Sure, I understand that if you force a field to grow crops season after season with no rest (or fallow period), you will end up with dead soil that you will have to drench with chemical fertilizers and artificial fertilizers to get anything to grow. I know that when you ride a horse, you need to make sure the horse has time to warm up, cool down, rest between rides, and have plenty of opportunities to do horsey things, like roll around in the mud, or chew grass contemplatively. If you don’t, you will "ruin" the horse, which usually results in a neurotic, moody animal that will kick you or take off with the bit in its mouth in a manic gallop across a field.
I’m not that different from a field growing myriad nutritious plants (this is a great metaphor for the creative process) or more directly, the potentially neurotic horse. Like them, I need downtime, not only to be "happier" in a general sense, but also to literally grow new ideas and do the best work that I can.

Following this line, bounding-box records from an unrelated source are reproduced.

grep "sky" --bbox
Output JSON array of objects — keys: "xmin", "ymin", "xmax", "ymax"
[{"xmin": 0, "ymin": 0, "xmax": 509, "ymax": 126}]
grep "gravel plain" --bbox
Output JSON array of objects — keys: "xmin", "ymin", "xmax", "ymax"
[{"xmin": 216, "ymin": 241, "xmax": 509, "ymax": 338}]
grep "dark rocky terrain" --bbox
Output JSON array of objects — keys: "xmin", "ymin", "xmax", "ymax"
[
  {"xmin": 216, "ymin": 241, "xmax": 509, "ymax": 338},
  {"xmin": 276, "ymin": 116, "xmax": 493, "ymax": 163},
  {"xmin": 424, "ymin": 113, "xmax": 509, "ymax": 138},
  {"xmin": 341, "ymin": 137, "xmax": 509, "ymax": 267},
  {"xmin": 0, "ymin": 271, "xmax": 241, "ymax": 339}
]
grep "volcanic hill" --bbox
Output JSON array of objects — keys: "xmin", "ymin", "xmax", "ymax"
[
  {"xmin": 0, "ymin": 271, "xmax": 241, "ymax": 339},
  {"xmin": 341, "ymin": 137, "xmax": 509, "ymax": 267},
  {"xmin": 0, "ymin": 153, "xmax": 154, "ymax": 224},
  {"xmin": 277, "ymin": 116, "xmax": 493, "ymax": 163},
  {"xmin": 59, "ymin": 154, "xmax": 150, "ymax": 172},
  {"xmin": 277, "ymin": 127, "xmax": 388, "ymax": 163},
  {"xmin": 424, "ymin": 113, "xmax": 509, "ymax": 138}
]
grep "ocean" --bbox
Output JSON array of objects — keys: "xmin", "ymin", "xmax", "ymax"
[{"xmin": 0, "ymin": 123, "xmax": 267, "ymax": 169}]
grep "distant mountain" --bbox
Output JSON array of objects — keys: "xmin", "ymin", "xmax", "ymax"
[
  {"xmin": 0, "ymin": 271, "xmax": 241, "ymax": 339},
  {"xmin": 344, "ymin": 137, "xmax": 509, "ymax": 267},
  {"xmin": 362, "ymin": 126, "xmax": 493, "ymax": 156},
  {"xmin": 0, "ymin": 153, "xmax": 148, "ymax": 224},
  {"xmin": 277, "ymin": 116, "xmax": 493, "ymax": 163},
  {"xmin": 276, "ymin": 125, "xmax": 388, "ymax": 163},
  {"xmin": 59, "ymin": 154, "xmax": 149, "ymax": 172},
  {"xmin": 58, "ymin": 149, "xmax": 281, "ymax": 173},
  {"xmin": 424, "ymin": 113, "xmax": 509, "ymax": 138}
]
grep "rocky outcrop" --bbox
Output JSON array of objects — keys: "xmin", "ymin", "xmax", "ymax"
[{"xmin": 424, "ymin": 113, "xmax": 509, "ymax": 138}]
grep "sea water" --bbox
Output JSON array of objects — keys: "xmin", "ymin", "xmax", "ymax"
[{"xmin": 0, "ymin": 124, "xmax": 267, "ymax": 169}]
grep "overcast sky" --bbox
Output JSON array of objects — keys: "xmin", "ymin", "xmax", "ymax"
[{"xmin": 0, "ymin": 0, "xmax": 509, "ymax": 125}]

We know that Germany, to use just one example, isn’t exactly a country full of lazy folks (nor are they perceived that way). The country has extremely high productivity per worker (depending on the report, either slightly higher or slightly lower than the U.S.), and its GDP is strong and getting stronger. But German workers get an average of 30 days of paid vacation per year (that increases to 40 days when paid holidays are taken into account). Other competitive countries like the U.K. and Japan get 28 and 25 days off, respectively. In the United States, the average is 13 (and how many people do you know who don’t use them?). Taking time off during weekends, which is a challenge for some people, is probably not enough. This is not helping our mental or physical health, and it’s time we took this issue seriously.
But we probably won’t — unless of course, time away from our work means we are actually more productive. And it turns out, contrary to conventional wisdom, data shows that this is the case. More time at work, to the detriment of mental and physical health, is actually less productive.
Schwartz writes, "Paradoxically, the best way to get more done may be to spend more time doing less. A new and growing body of multidisciplinary research shows that strategic renewal — including daytime workouts, short afternoon naps, longer sleep hours, more time away from the office, and longer, more frequent vacations — boost productivity, job performance, and of course, health." It might be a surprise, but more does not equal better when it comes to work.
Does this new information make you feel like you can take more time off this year?